Governor Achani declares drought emergency in Kwale
Kwale Governor Fatuma Achani has declared drought an emergency in the county, calling on well-wishers to raise at least Sh270 million to address the dire situation.
Through the County Drought Coordinating Committee, which she chairs, the governor said at least 200,000 residents are at risk of hunger and urgent intervention was needed.
“All our sub-counties are experiencing drought, especially in Kinango, Samburu and Lungalunga. Parts of Msambweni and Matuga are also dry after receiving inadequate rain,” Ms Achani said.
She explained that the county government could not address the problem alone and well-wishers needed to come on board.
She said several boreholes dug by the county were not operational, while dams were drying up.
The financial aid, she said, would cover a livestock offtake programme (Sh50 million), livestock feeds (Sh60 million), animal vaccination (Sh4 million) and livestock treatment (Sh3 million).
Some Sh20 million is also required to repair dams and boreholes.
The situation is so bad, she said, that the Nyalani Dam, which the county depends on for irrigation, is at risk of drying up.
“We need money to desilt the water, put a fence around it and set up cattle troughs at Sh80 million so that it does not dry up,” she said.
The county had started receiving aid from non-governmental organisations such as the Red Cross, World Food Programme and Plan International.
Meanwhile, Kwale County Commissioner Gilbert Oyagi has said the county is expected to receive relief food from the government this week.
Once received, a committee will select which areas will receive the food first.
Committees will hold meetings in every sub-county, ward and village to ensure that the food reaches those who deserve it, Mr Oyagi said.
“There will be ward and village committees to make sure only those who require relief food get the aid,” he said.
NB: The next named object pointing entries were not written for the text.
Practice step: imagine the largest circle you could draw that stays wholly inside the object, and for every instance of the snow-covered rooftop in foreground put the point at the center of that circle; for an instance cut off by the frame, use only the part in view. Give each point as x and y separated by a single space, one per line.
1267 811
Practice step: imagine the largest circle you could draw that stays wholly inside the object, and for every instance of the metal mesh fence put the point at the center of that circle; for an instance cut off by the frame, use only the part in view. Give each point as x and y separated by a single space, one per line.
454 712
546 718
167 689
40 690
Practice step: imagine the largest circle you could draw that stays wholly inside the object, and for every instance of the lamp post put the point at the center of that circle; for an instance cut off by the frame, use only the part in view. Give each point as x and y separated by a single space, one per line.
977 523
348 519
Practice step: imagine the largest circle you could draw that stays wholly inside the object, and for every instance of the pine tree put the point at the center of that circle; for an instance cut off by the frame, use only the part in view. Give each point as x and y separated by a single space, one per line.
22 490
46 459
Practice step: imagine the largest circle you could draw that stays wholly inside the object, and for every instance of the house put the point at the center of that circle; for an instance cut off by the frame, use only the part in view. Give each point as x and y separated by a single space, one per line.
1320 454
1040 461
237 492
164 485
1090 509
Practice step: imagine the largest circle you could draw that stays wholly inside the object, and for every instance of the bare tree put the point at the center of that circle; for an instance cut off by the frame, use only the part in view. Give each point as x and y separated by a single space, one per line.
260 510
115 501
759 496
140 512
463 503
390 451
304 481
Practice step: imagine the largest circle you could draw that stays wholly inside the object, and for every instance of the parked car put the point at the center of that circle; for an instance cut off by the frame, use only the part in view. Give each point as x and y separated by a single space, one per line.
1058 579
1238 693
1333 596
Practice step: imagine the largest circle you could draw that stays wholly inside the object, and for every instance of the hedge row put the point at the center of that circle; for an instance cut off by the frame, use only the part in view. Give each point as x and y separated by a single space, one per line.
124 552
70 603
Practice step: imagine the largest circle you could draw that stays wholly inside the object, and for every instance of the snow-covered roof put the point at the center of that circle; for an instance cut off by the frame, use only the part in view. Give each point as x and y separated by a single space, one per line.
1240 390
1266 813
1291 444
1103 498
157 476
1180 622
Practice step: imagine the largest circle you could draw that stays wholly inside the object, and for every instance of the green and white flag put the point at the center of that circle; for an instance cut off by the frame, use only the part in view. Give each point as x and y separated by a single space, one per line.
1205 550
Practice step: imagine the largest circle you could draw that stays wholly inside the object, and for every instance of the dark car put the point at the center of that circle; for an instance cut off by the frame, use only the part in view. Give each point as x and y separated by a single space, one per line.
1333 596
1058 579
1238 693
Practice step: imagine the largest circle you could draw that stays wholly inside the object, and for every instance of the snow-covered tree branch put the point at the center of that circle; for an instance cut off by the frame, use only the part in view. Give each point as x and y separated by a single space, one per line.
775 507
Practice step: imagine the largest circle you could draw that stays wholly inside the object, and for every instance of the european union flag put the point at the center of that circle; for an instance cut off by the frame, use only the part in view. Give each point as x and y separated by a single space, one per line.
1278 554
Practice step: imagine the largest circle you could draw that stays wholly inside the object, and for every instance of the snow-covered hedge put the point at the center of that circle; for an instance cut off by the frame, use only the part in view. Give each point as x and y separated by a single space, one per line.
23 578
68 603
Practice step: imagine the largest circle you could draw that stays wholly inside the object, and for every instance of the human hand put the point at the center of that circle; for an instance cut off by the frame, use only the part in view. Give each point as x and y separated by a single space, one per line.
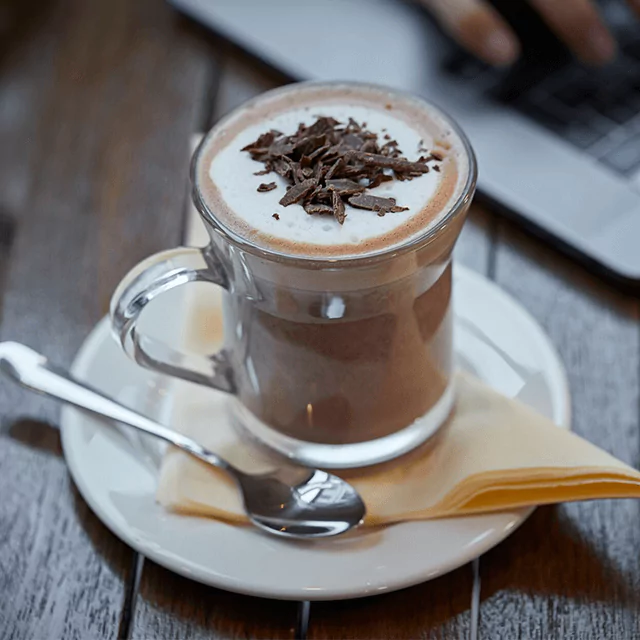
482 30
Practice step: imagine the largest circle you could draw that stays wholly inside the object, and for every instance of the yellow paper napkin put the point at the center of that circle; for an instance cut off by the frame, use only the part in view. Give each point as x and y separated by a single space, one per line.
495 453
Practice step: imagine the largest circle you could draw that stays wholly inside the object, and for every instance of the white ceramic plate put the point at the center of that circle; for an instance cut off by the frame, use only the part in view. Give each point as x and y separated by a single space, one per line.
495 338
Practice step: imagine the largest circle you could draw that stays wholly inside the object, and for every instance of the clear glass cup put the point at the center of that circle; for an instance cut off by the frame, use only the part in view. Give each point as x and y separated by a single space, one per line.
334 363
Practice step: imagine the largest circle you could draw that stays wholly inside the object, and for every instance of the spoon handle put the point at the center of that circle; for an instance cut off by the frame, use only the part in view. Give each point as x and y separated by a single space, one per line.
32 370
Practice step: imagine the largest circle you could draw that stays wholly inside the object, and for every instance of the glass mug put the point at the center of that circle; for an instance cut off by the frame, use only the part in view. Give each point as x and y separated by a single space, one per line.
334 363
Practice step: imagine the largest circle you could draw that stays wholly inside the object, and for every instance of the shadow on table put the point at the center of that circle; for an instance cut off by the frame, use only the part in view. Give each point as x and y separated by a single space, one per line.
550 556
18 20
438 608
174 606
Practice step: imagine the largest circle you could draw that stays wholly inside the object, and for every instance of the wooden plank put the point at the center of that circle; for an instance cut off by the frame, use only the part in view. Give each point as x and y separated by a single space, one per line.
437 609
573 571
100 101
199 611
170 606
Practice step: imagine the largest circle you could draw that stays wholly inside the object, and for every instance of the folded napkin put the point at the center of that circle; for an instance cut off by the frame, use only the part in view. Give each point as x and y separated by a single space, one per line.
494 454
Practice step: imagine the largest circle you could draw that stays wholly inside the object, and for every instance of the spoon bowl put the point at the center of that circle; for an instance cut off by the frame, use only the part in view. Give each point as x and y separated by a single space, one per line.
292 502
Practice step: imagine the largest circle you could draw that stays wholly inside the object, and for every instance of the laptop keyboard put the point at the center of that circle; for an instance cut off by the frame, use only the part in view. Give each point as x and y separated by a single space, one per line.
598 111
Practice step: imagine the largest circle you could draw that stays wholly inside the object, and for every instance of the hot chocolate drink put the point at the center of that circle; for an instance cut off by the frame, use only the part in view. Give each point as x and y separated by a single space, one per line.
337 209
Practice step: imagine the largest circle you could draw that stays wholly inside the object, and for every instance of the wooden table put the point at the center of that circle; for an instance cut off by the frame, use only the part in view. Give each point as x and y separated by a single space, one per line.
97 104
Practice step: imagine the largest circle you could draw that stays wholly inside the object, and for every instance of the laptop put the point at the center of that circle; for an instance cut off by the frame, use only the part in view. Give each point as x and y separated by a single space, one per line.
558 144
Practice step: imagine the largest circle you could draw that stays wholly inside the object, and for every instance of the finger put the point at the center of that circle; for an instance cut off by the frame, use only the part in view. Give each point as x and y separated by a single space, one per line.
635 5
478 27
578 24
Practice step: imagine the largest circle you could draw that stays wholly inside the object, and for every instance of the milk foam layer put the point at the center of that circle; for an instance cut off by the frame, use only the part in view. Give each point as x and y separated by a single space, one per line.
229 187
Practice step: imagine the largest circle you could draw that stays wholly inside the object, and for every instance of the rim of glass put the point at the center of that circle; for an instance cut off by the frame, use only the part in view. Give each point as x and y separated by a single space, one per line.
316 262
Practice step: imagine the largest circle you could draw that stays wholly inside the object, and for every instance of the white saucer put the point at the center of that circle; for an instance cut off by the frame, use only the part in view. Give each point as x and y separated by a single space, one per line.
496 339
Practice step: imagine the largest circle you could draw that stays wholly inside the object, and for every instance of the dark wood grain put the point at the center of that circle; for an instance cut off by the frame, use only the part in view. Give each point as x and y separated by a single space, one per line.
98 102
170 606
573 571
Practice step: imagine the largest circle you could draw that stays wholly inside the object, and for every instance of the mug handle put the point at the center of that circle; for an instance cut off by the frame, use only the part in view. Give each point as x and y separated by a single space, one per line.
149 279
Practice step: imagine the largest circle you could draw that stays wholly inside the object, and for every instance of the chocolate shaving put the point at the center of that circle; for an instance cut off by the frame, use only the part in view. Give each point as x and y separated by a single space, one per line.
318 208
374 203
338 207
297 193
329 164
344 186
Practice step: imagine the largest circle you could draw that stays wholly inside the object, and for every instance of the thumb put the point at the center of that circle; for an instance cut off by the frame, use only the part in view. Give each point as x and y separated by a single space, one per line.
478 27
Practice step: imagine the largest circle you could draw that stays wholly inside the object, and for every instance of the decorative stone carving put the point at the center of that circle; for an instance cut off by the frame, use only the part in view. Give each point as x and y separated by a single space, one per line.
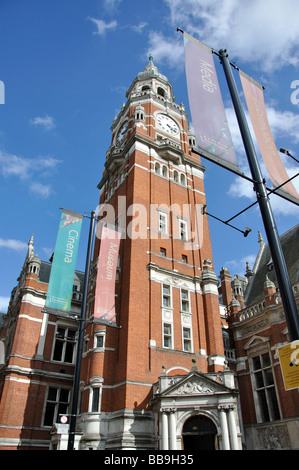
273 438
194 386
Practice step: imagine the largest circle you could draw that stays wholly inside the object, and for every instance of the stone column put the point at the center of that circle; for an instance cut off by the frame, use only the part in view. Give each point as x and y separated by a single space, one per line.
164 430
224 428
232 429
172 430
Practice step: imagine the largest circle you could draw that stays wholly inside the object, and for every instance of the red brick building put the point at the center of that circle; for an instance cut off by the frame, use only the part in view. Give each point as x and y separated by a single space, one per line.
257 328
156 380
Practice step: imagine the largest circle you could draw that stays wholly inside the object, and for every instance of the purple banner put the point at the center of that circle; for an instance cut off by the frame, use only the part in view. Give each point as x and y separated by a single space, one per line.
206 105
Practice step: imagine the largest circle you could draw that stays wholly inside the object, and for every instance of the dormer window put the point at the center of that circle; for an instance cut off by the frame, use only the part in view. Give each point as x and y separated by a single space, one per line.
161 92
139 113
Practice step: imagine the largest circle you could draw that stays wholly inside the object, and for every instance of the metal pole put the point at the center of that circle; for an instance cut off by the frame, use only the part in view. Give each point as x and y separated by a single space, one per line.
282 275
73 417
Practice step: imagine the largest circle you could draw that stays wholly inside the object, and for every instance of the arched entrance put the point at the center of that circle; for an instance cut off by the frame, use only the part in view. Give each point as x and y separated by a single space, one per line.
199 433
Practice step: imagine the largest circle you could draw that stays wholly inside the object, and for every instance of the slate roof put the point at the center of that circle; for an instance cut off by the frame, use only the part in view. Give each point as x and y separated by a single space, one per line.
45 269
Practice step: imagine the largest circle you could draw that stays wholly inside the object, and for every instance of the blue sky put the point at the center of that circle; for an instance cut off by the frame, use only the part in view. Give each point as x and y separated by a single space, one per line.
66 65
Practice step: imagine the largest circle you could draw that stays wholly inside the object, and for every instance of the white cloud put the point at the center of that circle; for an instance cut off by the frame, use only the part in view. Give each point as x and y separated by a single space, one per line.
139 28
111 5
12 165
47 122
166 49
259 31
15 245
27 168
43 190
102 27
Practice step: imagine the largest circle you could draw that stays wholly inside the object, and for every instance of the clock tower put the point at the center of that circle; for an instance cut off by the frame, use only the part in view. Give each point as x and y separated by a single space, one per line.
162 363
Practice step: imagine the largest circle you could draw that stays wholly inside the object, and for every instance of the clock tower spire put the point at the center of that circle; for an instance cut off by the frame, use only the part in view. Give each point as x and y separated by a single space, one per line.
135 376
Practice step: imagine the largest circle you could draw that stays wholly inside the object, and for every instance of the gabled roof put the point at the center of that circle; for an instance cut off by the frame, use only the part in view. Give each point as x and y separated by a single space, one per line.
195 383
290 247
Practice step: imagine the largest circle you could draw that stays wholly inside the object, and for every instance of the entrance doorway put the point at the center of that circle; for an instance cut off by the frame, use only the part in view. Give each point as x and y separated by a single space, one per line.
199 433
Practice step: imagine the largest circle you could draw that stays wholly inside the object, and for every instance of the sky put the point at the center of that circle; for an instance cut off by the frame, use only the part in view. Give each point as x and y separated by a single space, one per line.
64 71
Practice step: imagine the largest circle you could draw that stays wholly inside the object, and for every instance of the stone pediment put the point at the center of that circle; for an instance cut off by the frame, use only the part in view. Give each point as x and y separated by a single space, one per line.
195 383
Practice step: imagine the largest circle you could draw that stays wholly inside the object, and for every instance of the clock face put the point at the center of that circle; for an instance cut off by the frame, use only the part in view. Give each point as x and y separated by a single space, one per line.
122 133
166 124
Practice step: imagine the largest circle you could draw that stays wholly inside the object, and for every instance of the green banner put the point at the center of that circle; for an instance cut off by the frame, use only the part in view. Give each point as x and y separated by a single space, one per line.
61 281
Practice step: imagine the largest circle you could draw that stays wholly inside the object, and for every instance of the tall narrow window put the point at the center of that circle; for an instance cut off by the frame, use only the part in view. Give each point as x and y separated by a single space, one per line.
167 335
57 404
162 222
166 299
64 345
187 340
95 404
185 303
266 400
183 230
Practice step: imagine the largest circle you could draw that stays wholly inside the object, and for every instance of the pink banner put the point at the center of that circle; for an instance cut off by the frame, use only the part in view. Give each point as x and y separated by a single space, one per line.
104 309
256 106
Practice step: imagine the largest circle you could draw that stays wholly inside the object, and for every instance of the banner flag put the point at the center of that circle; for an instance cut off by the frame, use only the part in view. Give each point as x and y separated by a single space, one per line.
206 105
256 106
60 289
104 308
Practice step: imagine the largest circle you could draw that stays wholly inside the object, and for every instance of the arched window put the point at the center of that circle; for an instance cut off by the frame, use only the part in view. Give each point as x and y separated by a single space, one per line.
199 433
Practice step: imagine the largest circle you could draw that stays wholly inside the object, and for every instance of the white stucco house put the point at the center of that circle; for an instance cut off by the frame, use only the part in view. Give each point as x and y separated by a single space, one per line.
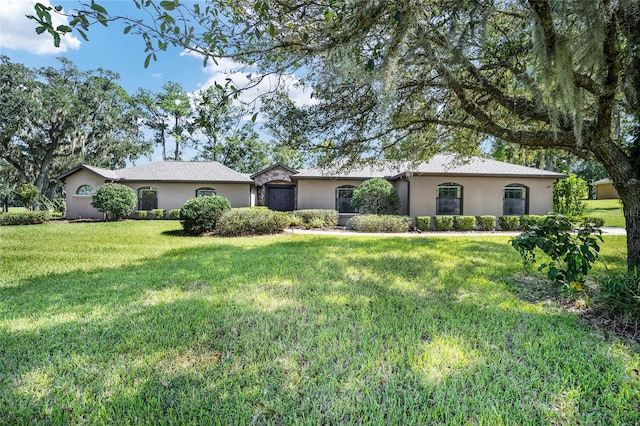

He also set conditions for well-wishers who want to distribute food, water or other items.
The must be cleared by the Drought Steering Committee headed by Ms Achani before proceeding to assist the community.
“We want to avoid duplication of aid. That is why it is important that anyone willing to help us first go through the committee before going ahead with their donations,” he said.
The drought in Kwale has worsened since July, with residents of Samburu, Kinango and Lungalunga the most affected.
For instance, in Lungalunga, elephants that leave Tsavo National Park in search of pasture and water invade community water pans, causing shortages for residents.
The wild animals also attack villagers and destroy crops on farms.
Mr Oyagi urged residents to report to the Kenya Wildlife Service (KWS) when they spot the animals.